Unreal Nature

February 25, 2015

That Stir and Infect Human Experience

Filed under: Uncategorized — unrealnature @ 5:46 am

… every doll is a small flash of light.

This is from Eugenia Parry’s essay ‘Forager’ in Ralph Eugene Meatyard: Dolls and Masks (2011):

… The photographs of Ralph Eugene Meatyard are mystery plays. Background was all important to his theaters. He established it first. It was more than an aesthetic concern. A chosen site had to have secret associations. Wendell Berry saw “an imagined darkness … the darkness of an original condition.” To this condition the photographer added symbolic objects — mirrors, mannequins, debris — and the ritual gestures of his actors.

His company featured his wife Madelyn, daughter Melissa, and sons Michael and Christopher. They posed in forlorn places and didn’t play themselves. He made sure of this …

[ … ]


… Like magic charms, dolls know. They act on human feelings and actions and spiritually change them.
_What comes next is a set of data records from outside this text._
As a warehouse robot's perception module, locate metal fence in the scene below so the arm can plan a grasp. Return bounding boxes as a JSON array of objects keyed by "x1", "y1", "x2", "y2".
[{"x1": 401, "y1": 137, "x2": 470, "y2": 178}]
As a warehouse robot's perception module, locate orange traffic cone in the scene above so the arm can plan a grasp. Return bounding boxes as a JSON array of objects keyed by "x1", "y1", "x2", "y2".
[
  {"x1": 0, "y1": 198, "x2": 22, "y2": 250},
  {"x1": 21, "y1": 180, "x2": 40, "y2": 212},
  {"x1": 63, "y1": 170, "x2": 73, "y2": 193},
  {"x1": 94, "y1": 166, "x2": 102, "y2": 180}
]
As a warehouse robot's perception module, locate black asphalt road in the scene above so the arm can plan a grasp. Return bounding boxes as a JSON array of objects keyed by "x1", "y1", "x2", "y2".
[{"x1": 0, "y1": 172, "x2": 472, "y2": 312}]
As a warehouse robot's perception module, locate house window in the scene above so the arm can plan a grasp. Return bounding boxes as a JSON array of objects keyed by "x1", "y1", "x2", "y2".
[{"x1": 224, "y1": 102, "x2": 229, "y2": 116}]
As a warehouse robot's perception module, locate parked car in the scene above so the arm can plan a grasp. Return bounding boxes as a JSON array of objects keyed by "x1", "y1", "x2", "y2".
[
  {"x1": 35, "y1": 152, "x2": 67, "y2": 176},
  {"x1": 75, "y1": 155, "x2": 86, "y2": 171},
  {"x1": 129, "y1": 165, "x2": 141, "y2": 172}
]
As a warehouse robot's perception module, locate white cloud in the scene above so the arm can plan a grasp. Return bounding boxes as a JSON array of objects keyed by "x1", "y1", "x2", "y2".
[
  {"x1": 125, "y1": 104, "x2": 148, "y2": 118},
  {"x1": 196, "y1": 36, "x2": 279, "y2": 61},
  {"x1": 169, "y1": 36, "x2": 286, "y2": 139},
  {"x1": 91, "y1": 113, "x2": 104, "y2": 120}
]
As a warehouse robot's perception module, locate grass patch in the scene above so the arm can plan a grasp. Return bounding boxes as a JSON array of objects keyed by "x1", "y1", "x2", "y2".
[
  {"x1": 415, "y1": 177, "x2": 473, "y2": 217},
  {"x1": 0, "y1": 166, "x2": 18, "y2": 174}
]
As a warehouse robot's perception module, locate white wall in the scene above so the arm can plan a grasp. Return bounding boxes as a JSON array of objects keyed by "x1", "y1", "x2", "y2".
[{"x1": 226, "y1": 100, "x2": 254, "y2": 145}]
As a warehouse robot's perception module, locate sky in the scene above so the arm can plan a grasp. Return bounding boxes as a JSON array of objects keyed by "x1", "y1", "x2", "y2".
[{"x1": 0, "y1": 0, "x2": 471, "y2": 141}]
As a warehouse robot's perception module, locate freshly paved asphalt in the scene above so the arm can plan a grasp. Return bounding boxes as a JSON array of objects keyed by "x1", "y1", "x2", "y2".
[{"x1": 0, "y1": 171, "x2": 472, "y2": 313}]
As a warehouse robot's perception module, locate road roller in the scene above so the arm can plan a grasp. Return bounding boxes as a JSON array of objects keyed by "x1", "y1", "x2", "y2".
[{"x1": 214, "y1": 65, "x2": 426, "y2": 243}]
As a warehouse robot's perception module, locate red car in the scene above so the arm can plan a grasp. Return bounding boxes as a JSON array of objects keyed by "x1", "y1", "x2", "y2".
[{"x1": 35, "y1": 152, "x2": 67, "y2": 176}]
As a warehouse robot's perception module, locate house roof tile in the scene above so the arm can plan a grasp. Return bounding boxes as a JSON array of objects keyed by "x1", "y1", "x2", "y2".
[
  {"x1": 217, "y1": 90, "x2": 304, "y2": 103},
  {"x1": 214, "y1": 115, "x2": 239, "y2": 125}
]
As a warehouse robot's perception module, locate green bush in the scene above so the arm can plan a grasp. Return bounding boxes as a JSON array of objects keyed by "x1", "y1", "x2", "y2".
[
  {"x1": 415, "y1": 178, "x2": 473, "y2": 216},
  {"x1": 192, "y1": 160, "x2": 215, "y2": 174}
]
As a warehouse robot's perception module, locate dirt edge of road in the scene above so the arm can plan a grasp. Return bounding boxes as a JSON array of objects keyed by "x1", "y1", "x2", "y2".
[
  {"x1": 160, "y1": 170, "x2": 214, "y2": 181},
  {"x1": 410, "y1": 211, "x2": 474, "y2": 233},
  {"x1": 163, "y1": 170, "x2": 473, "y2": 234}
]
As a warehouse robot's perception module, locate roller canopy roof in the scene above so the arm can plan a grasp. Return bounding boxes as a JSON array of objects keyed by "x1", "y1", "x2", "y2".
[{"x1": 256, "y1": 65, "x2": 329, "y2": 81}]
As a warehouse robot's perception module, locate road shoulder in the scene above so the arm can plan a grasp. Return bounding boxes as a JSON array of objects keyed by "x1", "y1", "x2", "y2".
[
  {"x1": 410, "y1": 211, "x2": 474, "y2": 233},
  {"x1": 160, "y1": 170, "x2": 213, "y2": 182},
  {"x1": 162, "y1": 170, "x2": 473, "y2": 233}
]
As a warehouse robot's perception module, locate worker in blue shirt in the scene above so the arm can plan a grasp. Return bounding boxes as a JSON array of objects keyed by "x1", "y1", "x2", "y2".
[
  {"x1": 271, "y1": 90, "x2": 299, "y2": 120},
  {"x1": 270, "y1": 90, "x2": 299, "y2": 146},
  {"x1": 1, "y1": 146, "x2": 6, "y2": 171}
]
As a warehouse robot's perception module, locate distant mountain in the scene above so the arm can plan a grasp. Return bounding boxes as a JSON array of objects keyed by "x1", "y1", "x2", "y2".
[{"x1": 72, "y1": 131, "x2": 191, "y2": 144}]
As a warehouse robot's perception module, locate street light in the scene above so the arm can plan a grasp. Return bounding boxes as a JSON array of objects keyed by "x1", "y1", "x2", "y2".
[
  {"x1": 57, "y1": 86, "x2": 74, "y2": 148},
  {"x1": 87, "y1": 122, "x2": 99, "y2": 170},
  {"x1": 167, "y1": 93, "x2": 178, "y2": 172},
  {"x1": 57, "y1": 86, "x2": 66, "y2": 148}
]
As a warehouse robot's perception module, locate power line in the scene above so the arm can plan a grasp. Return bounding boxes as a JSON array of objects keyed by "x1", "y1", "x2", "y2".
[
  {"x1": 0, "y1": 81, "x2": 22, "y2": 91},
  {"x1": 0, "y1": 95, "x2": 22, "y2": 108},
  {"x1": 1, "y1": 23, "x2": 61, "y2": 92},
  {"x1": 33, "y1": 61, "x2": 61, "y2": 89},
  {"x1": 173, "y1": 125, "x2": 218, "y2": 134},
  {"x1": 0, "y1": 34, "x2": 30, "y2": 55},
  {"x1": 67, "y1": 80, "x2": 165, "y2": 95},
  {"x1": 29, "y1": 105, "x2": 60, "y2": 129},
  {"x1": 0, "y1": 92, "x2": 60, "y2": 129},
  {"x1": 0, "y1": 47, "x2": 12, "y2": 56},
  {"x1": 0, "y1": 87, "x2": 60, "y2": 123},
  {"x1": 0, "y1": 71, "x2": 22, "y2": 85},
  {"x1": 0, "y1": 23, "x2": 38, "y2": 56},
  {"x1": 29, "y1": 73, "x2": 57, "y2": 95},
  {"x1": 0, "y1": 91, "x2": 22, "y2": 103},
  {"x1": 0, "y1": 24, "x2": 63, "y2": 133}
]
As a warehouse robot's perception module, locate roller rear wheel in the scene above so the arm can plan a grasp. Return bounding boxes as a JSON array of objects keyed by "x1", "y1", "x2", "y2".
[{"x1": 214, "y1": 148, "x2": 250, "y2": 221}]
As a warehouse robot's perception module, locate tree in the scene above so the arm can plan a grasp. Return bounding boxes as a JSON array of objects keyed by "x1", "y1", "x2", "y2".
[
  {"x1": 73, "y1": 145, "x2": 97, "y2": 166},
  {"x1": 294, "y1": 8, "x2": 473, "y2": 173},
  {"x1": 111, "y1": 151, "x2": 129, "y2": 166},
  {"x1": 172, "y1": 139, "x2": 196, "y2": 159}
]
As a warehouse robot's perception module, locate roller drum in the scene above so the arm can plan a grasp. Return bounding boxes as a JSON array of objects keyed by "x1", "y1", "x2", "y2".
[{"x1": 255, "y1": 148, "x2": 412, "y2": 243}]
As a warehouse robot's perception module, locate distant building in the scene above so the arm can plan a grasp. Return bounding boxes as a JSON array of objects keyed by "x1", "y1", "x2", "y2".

In Meatyard’s photographs, every doll is a small flash of light.Transformation waiting to happen. A divine force within the doll “reminds us, tells us, sees ahead of us.” A tiny doll’s arm on a rotten plank is an omen. A naked doll propped in the corner of a crumbling room is an idol. A staring doll lying legs apart on a human-sized bed may be a reason to call the police.

The poet Charles Simic found the head of a doll on a beach and approached it not as a toy but as an icon. The saints in religious icons may look stationary, but their furrowed brows suggest they have been captured en route somewhere between earth and heaven. They are thresholds, invitations to change. Staring at the sightless eyes of the doll head, Simic thought he’d confronted a force, an oracle, and asked it impertinent questions.

Whose demon are you,
Whose god? I asked
Of the painted mouth
Half buried in the sand

… The fissure between the mundane and the always-present archetypal forces that stir and infect human experience is standard Meatyard.


I’m not doing this series of posts on Meatyard (over the last few Wednesdays and for the next few Wednesdays to come) because I think he’s one of our greatest photographers. I find only some of his pictures to be really successful. Quite a few that make me cringe. It’s what he’s was aspiring to do that I think is good.